Governance, workforce gaps hinder companies’ AI adoption despite rising investments: KPMG
A new centre of excellence will help firms ‘embed artificial intelligence as a trusted, enterprise-ready asset’
[SINGAPORE] While more than seven in 10 CEOs rank artificial intelligence as a top investment priority, many companies are struggling to scale adoption, KPMG’s 2025 Global CEO Outlook survey showed.
The findings highlight a widening disparity between ambition and sustained enterprise impact as businesses move from early-stage experimentation to large-scale AI deployment.
Gaps in governance, data readiness and workforce capability were the factors most cited by companies.
To address these, KPMG in Singapore on Monday (May 25) launched the Trusted Artificial Intelligence Centre of Excellence (AI CoE) to help organisations adopt and scale AI responsibly, supported by the Economic Development Board (EDB).
Positioned as a dedicated capability hub, the centre aims to help organisations “embed AI as a trusted, enterprise-ready asset”.
It is also aimed at reinforcing Singapore’s standing as a global hub for trusted AI innovation and deployment by “bringing together businesses, academia and the public sector”, said KPMG in a statement.
Lee Sze Yeng, managing partner of KPMG in Singapore, said that the centre will help businesses to identify capability gaps and develop AI systems that meet international standards.
“We are partnering with businesses to rigorously assess where they stand, close the gaps that matter, and build AI that is trusted not just locally but in the markets most critical to their growth,” she said.
Speaking at the launch, Minister of State for Digital Development and Information Jasmin Lau said that trust is the “core enabler” of an AI-powered economy.

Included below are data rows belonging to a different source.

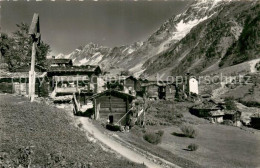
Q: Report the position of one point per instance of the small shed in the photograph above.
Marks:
(255, 121)
(193, 86)
(112, 106)
(60, 62)
(170, 92)
(232, 115)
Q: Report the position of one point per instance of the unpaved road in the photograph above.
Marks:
(116, 146)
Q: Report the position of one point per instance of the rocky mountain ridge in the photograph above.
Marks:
(207, 36)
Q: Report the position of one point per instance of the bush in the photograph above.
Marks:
(188, 131)
(154, 138)
(193, 147)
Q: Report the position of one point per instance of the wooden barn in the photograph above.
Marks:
(60, 62)
(71, 79)
(255, 121)
(127, 84)
(112, 106)
(170, 92)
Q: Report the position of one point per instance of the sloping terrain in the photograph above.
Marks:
(38, 135)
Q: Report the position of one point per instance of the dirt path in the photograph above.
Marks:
(118, 147)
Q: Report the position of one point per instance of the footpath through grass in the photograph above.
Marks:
(38, 135)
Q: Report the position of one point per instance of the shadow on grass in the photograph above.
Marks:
(178, 134)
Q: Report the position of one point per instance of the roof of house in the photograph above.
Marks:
(6, 74)
(59, 61)
(87, 68)
(216, 113)
(256, 115)
(206, 105)
(27, 68)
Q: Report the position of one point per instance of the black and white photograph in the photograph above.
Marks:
(129, 84)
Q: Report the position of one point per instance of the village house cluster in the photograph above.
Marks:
(117, 100)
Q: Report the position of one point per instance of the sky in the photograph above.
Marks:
(67, 25)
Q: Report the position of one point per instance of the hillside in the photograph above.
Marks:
(209, 35)
(39, 135)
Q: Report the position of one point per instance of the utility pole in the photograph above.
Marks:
(34, 31)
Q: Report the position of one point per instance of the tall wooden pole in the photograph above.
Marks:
(32, 74)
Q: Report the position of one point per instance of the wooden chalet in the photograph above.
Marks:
(112, 106)
(159, 90)
(71, 79)
(17, 81)
(127, 84)
(255, 121)
(59, 62)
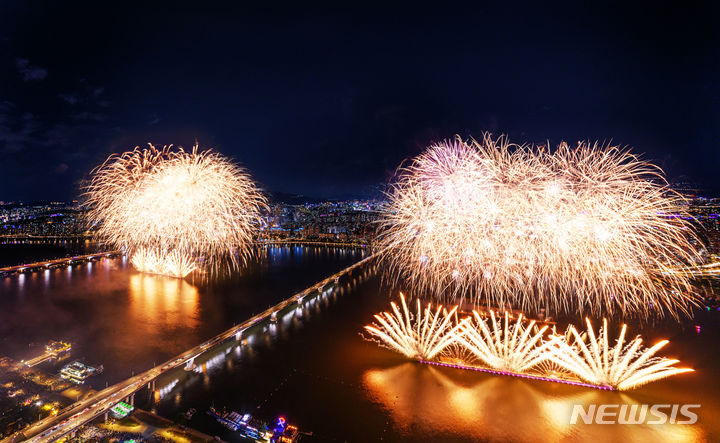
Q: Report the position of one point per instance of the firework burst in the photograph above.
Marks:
(422, 335)
(506, 345)
(625, 365)
(584, 228)
(171, 208)
(520, 348)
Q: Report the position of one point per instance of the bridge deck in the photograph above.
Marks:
(81, 412)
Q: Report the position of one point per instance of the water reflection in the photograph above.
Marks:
(428, 399)
(162, 302)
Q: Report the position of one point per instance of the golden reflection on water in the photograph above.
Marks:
(479, 406)
(161, 303)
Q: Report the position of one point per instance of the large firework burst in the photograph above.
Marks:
(584, 228)
(174, 208)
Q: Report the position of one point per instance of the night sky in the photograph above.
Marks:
(327, 102)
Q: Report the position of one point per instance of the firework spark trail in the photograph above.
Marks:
(521, 349)
(515, 348)
(623, 366)
(422, 335)
(177, 205)
(574, 229)
(171, 263)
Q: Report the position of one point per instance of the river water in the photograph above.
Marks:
(313, 367)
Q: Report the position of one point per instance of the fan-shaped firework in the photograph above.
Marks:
(507, 347)
(583, 228)
(422, 335)
(521, 348)
(174, 208)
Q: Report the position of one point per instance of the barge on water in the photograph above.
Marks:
(255, 429)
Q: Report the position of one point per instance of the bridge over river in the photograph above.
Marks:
(68, 420)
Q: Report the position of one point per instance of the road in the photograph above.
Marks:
(83, 411)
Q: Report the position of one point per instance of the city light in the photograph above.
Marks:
(174, 210)
(589, 228)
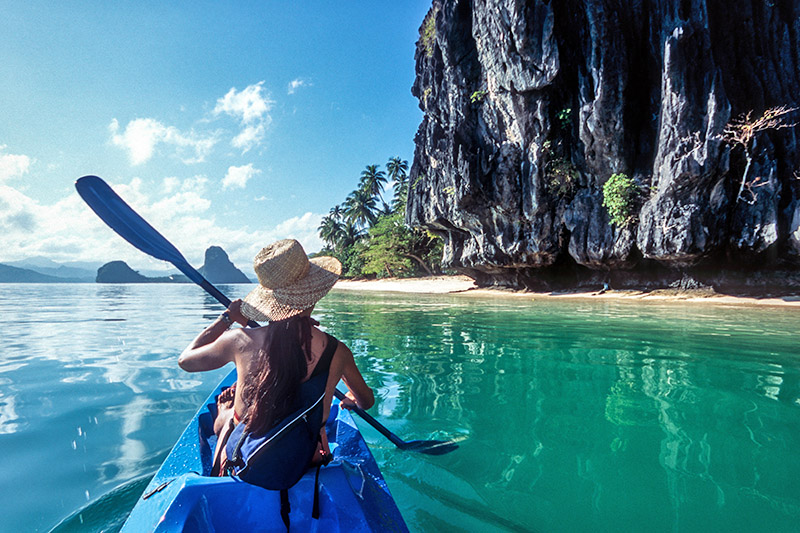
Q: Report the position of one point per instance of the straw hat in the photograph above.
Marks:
(289, 282)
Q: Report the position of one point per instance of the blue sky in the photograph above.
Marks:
(227, 123)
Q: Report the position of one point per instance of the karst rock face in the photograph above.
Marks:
(531, 106)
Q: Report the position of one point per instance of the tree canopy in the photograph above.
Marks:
(370, 237)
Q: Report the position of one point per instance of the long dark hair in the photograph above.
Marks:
(276, 373)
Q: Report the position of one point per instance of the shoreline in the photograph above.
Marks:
(460, 285)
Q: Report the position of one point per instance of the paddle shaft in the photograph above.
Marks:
(397, 441)
(126, 222)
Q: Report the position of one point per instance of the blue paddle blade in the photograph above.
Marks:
(130, 226)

“Without trust, adoption will stall, not because the technology is not ready, but because our people are not ready.”
She added that Singapore aims to position itself and its companies as regional benchmarks for trusted AI, amid growing demand for credible and independent AI assurance as companies deploy AI systems across borders.
Support to scale deployments
KPMG in Singapore also introduced on Monday its Trusted AI Assurance framework, an assessment approach to help businesses evaluate and scale AI deployments.
Developed in response to growing concerns over trust and accountability in companies’ AI adoption, the framework is aimed at helping them move from “isolated pilots” to enterprise-wide deployment by strengthening governance, workforce capability and infrastructure readiness.
Initial focus sectors for the AI CoE include financial services, manufacturing, healthcare and real estate, as well as functional areas such as finance, governance and operations.
Jermaine Loy, managing director of EDB, said the centre will “enable businesses across diverse sectors… to scale use of AI with confidence”.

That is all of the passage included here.